---
name: academic-pdf-to-gfm
description: Convert academic PDF papers to GitHub-renderable GFM markdown with math equations. TRIGGERS - PDF, GitHub markdown, math
allowed-tools: Read, Grep, Glob, Bash, Write, Edit
---

# Academic PDF → GitHub GFM Conversion

A battle-tested workflow for converting academic/research PDF papers into GitHub-renderable GFM markdown with inline figures, mathematically correct LaTeX, and validated output.

**Battle-tested on**: López de Prado (2026) "How to Use the Sharpe Ratio" — 51 pages, 82 equations, 8 figures.
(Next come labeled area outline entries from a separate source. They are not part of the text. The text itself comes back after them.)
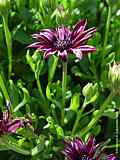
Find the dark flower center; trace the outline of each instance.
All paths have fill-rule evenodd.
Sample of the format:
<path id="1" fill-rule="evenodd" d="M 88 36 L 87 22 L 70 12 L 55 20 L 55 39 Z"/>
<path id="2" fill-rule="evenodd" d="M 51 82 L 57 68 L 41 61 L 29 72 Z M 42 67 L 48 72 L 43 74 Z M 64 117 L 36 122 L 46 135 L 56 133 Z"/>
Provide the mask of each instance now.
<path id="1" fill-rule="evenodd" d="M 61 52 L 67 49 L 69 46 L 70 46 L 69 39 L 64 39 L 64 40 L 57 39 L 56 40 L 55 47 L 59 49 Z"/>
> **Self-Evolving Skill**: This skill improves through use. If instructions are wrong, parameters drifted, or a workaround was needed — fix this file immediately, don't defer. Only update for real, reproducible issues.

## Quick Start (3 Steps)

```bash
# Step 1: Extract prose (best structure preservation)
uv run --python 3.13 --with pymupdf4llm python3 -c "
import pymupdf4llm
md = pymupdf4llm.to_markdown('paper.pdf')
open('paper-raw.md', 'w').write(md)
"

# Step 2: Extract images
uv run --python 3.13 --with pymupdf python3 references/extract-images.py paper.pdf

# Step 3: Validate math before pushing
node references/validate-math.mjs paper.md
```

---

## CRITICAL: Detect PDF Type First

**This determines the entire workflow.** Getting it wrong wastes hours.
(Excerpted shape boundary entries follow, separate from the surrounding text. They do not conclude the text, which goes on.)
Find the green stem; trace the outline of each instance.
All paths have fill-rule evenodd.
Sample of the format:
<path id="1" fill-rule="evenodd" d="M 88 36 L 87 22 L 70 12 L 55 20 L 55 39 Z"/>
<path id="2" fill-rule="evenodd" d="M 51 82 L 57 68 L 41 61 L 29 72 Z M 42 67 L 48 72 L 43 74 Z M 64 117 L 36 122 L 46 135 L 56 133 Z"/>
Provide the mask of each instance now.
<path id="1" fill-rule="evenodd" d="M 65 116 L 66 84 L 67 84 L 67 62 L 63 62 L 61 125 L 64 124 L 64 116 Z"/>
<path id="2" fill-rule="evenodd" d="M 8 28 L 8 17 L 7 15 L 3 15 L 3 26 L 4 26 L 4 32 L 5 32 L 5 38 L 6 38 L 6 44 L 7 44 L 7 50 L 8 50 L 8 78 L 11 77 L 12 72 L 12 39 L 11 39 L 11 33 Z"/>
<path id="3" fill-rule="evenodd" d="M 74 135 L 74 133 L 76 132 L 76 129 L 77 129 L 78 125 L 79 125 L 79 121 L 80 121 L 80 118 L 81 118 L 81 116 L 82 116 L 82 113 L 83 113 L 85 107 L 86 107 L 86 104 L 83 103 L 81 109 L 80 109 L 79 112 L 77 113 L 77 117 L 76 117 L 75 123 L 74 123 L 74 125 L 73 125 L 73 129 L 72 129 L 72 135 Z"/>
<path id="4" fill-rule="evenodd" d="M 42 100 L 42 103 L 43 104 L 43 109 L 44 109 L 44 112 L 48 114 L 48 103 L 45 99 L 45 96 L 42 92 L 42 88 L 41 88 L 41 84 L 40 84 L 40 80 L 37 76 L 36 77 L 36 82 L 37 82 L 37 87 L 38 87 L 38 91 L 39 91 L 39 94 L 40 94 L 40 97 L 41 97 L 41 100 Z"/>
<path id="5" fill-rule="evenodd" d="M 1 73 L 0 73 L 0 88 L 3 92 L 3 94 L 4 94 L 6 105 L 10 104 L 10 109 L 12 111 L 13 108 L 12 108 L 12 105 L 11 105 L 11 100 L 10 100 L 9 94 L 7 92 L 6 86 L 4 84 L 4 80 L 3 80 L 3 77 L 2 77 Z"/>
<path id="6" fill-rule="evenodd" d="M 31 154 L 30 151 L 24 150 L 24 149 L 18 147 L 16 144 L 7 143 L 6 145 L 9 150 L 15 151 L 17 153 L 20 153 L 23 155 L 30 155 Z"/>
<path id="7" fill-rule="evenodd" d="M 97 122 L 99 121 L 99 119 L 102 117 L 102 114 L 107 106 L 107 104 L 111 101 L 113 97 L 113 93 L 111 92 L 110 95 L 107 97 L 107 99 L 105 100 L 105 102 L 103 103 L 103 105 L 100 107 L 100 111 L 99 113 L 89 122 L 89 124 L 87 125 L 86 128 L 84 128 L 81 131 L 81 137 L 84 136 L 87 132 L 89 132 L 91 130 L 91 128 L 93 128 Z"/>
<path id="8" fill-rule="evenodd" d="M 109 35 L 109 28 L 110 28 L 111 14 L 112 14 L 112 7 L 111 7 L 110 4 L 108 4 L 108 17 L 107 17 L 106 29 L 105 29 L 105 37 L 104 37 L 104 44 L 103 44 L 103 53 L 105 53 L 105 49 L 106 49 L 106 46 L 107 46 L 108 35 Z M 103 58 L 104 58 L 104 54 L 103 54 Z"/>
### Type A — Word-Generated PDF (Most Modern Academic Papers)

**Signs**: Embedded fonts, copyable text, Unicode math chars when you copy-paste (∑, π, α, β, γ, →)

**Math encoding**: Math is Unicode text in PDF stream — NOT images, NOT glyph maps

**Consequence**: OCR tools like `marker-pdf` **cannot extract LaTeX** — they see text like "γ₄" not `\gamma_4`. They may return empty output or crash silently.

**Required approach**:

1. Use `pymupdf4llm` for prose extraction
2. **Manually transcribe all equations** from PDF screenshots — there is no shortcut
3. Read each formula visually, write LaTeX by hand

**How to confirm**: Run `marker-pdf` — if output is empty or has zero math content, it's Type A.

### Type B — LaTeX-Generated PDF

**Signs**: Computer Modern fonts, precise mathematical spacing, arxiv.org source available

**Math encoding**: Glyph-mapped — structure is partially extractable

**Approach**: `pymupdf4llm` or `pdftotext` for text. If arxiv source exists, extract directly from `.tex` (vastly preferred over PDF conversion).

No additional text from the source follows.